🤖 AI Summary
To address the scarcity of labeled data for event cameras, this paper proposes a cross-modal unsupervised domain adaptation framework that transfers knowledge from a well-annotated frame-based image domain to an unlabeled event-domain. Methodologically, it introduces the first adversarial learning framework integrating self-supervised representation alignment with non-redundant conditional constraints—ensuring both source-target feature alignment and explicit modeling of discriminative modality-specific characteristics between frames and events. The technical pipeline comprises three key components: cross-modal (event-frame) representation learning, adversarial domain adaptation, and non-redundant conditional modeling. Evaluated on two standard event-camera benchmarks, the method achieves significant improvements over existing state-of-the-art approaches, demonstrating superior effectiveness and robustness in cross-modal domain transfer.
📝 Abstract
Event-based cameras provide accurate and high temporal resolution measurements for performing computer vision tasks in challenging scenarios, such as high-dynamic range environments and fast-motion maneuvers.
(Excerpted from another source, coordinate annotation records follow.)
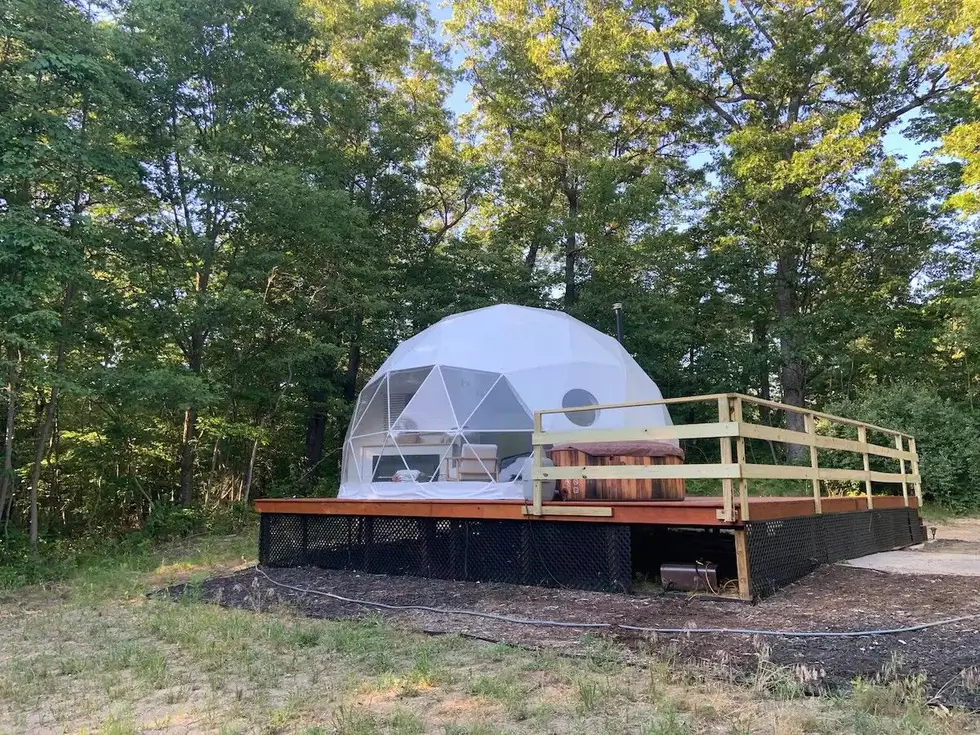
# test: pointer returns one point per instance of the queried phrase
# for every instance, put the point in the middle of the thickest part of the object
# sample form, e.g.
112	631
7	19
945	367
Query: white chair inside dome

Despite their advantages, utilizing deep learning for event-based vision encounters a significant obstacle due to the scarcity of annotated data caused by the relatively recent emergence of event-based cameras. To overcome this limitation, leveraging the knowledge available from annotated data obtained with conventional frame-based cameras presents an effective solution based on unsupervised domain adaptation. We propose a new algorithm tailored for adapting a deep neural network trained on annotated frame-based data to generalize well on event-based unannotated data. Our approach incorporates uncorrelated conditioning and self-supervised learning in an adversarial learning scheme to close the gap between the two source and target domains. By applying self-supervised learning, the algorithm learns to align the representations of event-based data with those from frame-based camera data, thereby facilitating knowledge transfer.Furthermore, the inclusion of uncorrelated conditioning ensures that the adapted model effectively distinguishes between event-based and conventional data, enhancing its ability to classify event-based images accurately.Through empirical experimentation and evaluation, we demonstrate that our algorithm surpasses existing approaches designed for the same purpose using two benchmarks. The superior performance of our solution is attributed to its ability to effectively utilize annotated data from frame-based cameras and transfer the acquired knowledge to the event-based vision domain.